Since math was never my strong subject, let me throw a few numbers out there and see if they make sense.  From FW's spec page, it burns 18,500 BTUs of gas to make 12,000 BTUs of heat.  That's 65% efficient.  OK, I believe that; an IC engine is supposed to be 20-30% efficient at best.  If it were a 95% efficient boiler, it would take 12,600 BTUs to do the same work, but you are generating 1200 watts of electricity at the same time.  Using $1.50/therm and $0.15/KWH as reasonable fuel costs, it would burn 5900 BTUs additional gas or 0.059 therms costing you 8.85 cents to generate 1200 watts that ordinarily would cost you 18 cents to buy from the utility.  So, you are saving 9.15 cents for every hour it operates.  Right?  Multiply it out and assume it runs continuously from Oct to Apr and you get an annual fuel savings of about $460.  A $20k investment in this generator would take about 43 years to break even at todays energy costs not counting the maintenance on an internal combustion engine.  Am I missing something here?

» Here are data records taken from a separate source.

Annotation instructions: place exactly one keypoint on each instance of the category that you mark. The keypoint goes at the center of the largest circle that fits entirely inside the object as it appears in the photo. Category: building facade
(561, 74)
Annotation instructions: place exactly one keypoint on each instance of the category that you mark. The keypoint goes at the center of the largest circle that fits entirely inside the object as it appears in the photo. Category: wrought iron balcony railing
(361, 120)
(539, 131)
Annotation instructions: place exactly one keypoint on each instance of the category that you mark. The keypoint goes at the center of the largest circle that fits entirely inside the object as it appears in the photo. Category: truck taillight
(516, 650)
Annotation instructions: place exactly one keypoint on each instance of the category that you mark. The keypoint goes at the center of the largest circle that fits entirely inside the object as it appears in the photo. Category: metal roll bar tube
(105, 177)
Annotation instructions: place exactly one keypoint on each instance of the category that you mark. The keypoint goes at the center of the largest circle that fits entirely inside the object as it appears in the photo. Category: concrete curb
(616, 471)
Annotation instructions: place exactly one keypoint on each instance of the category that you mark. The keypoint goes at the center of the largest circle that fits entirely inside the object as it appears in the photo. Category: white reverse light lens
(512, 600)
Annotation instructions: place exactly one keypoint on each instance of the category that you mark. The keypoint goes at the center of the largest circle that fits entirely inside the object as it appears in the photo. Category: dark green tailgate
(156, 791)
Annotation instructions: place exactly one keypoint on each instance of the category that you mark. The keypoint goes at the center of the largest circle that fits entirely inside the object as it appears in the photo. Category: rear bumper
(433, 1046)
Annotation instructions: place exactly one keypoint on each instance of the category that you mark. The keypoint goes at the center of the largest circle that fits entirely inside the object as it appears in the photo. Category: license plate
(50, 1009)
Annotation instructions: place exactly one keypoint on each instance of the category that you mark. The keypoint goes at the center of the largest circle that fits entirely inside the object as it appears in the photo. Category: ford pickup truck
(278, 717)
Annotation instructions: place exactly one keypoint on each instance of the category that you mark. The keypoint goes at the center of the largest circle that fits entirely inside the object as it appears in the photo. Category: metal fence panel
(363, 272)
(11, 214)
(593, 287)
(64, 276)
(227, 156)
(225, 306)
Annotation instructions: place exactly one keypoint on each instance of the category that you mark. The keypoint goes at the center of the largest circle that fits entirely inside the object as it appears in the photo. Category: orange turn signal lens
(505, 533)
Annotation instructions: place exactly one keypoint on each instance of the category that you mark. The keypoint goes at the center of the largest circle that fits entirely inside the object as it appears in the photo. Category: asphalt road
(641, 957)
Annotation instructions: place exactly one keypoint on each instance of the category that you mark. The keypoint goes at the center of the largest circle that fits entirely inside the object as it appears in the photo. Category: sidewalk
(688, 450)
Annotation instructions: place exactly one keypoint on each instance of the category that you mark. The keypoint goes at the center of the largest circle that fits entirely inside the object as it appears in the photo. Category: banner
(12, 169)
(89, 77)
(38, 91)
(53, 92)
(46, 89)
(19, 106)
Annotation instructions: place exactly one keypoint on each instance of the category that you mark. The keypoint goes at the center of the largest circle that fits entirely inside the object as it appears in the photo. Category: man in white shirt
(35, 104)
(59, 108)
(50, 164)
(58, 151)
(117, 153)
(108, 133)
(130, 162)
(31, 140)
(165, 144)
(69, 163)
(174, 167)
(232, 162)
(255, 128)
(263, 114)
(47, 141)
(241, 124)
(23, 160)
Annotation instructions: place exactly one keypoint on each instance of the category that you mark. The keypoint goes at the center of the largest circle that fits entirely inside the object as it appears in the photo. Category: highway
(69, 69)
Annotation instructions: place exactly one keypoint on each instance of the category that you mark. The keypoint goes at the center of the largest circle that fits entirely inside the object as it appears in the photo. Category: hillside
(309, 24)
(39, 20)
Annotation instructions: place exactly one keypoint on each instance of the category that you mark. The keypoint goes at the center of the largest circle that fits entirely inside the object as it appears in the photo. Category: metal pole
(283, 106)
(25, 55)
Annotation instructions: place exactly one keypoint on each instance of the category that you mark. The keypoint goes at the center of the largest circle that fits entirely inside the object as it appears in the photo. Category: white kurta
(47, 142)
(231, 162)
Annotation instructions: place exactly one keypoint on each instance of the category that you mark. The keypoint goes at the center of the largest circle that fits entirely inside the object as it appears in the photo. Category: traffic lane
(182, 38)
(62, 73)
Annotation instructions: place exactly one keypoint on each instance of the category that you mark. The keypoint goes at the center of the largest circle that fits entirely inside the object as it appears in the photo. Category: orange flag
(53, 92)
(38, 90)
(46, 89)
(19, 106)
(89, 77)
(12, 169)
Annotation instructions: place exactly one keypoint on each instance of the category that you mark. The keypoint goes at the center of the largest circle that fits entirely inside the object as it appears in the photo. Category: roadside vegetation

I think I'd stick with one of the new modulating condensing boilers for now if I needed to upgrade.  That'll get you 90%+ efficiency on the heat and take your licks on the electricity.  If your BIL's boiler is only 4-5 years old, he isn't going to save much, unless oil shoots back up to $4/gal again.  FWIW, NG isn't dropping off nearly like oil is right now.  It seems to me that there is really no ground breaking technology going on with the Freewatt.  I'm sure there is a proprietary controller, but it is basically an overdesigned liquid cooled generator and a grid tied inverter.  Granted, it has a closed loop fuel system and a catcon, but still...

Much as I admire Honda's engineering, I don't think it will ever pay for itself before it wears out.  43 years makes solar PV look more attractive, even in a less than perfect setup in New England!

Comments?

Chris


----------